Court sighed, but he seemed to let the matter drop. “Look, Fan definitely does not want to go to the USA. He wants to go to Taiwan.”

Brewer sniffed now. “You sound like you give a shit. It’s not your job to give a shit. It was your job to find him so SAD can pick him up.”

“It makes things tougher that he is unwilling. If this is a joint operation, he needs to go to Taipei. It shouldn’t be that big a deal.”

“No promises,” Brewer said, and then she began railing at Violator about losing his means of communication during the op. “We could have picked Fan up hours before he was kidnapped by the Thais if you’d had your phone.”

“I know that. Shit happens in the field, Brewer.”

“That is what people say when they screw up. It becomes an excuse for their incompetence.”

Court let it go.

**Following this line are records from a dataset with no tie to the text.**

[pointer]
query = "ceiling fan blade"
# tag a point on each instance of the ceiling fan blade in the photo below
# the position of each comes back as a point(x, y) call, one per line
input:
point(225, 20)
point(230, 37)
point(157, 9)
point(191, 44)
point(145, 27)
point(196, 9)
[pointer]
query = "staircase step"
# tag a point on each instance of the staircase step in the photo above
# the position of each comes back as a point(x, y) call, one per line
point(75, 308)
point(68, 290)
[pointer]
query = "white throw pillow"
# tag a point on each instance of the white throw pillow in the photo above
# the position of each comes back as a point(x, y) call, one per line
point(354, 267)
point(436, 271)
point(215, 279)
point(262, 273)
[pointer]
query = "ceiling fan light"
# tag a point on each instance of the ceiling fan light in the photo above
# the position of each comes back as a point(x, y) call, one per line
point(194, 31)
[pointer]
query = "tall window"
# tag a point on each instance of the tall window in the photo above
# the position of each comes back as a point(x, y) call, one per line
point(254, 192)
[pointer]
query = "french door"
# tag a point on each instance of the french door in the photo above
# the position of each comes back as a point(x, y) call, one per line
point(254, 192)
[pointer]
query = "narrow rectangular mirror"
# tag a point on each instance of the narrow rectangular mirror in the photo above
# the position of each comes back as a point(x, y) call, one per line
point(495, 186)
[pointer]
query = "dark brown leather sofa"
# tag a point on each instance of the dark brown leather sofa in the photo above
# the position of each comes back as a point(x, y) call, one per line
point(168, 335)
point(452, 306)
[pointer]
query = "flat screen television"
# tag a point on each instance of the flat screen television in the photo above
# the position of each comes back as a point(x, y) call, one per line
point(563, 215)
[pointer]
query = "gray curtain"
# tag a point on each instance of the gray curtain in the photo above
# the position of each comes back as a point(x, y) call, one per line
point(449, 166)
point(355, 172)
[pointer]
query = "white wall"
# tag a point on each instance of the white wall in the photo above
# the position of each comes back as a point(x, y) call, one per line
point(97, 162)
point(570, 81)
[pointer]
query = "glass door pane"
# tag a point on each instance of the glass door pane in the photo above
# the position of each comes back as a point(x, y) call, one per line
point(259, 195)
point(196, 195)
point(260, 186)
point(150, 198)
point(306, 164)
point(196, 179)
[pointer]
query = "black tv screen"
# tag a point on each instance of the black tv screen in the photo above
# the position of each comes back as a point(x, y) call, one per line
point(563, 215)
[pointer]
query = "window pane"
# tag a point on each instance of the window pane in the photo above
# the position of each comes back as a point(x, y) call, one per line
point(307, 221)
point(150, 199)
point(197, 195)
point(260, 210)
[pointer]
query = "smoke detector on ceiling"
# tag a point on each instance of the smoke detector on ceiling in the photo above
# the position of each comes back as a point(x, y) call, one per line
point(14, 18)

She was his handler and she was right. He’d fucked up, and he’d let her criticize him about it even though she was probably sitting there in a nice office with a cranberry muffin and a cup of coffee in front of her.

He said, “I’m going to Bangkok; I’ll talk to Colonel Dai and get help from the Chinese. If you’ve got somebody better than me to nab Fan Jiang, you go ahead and get them on it.”

“How can you go to Bangkok? The Thai gangsters who took Fan Jiang have seen you.”

“The guys who saw me in Cambodia were smugglers. River rats. Fan will be handed over three more times before he makes it into Bangkok. Fan will be in Bangkok with senior management. I’m not worried about being compromised.”

Brewer blew out a long sigh. “Violator, you probably don’t need me telling you this, but this operation is not going well. I’m talking to Hanley as soon as he gets to the office.”

“To tell him what?”

Brewer did not respond.

“To tell him what?”

“To tell him that we need to rethink our next steps.”

“You can sit there and think about whatever the hell you want. I’m going after Fan Jiang.”

“If you are told to stand down, you will stand down.”

“Matt won’t pull me off this. The stakes are too high.”

“Exactly. They are too high to have one operator, one who is possibly exposed to the opposition, running around on a solo mission to grab this high-value target. Your initial job was to find out what the Chinese and Fitzroy knew about the location of Fan Jiang. That intel is a week old and half a continent removed from where you are now. At this point, I consider your continued pursuit of the target an unnecessary compromise.”

“I got damn close, Brewer. Hell, I had my hands on that kid’s neck.”

“And yet here we are.” She let the comment hang in the air, the crackling phone line the only noise in Court’s ear for a moment. Then she said, “Do you think it is a simple thing to order a Marine Corps helicopter to fly an in extremis exfiltration op into a nation like Cambodia? You think that was what I and the rest of the Agency needed to be focusing on last night?”

And with that, Violator hung up the phone.

Brewer looked across her desk at a sheet of paper lying there. On it was the direct line to the XO of the USS Boxer. With one call to him she could have a dozen Marines with M16s pull Violator off his bunk and throw him in the brig till the ship docked. The CIA SAD team in the area could then bring him back to the States and watch over him till the operation was concluded.

But she did not make the call. To do that she’d need the backing of Director Hanley, and she was not going to disturb him at home. It would make her appear weak and indecisive.

She grabbed her crutches and headed back to her sofa. She’d allow herself a few hours of sleep before she got back up, and as soon as Hanley came to work she’d talk to him and shut this entire operation down. With a little luck she’d be permanently free of Violator by midmorning, and her career would be back on track.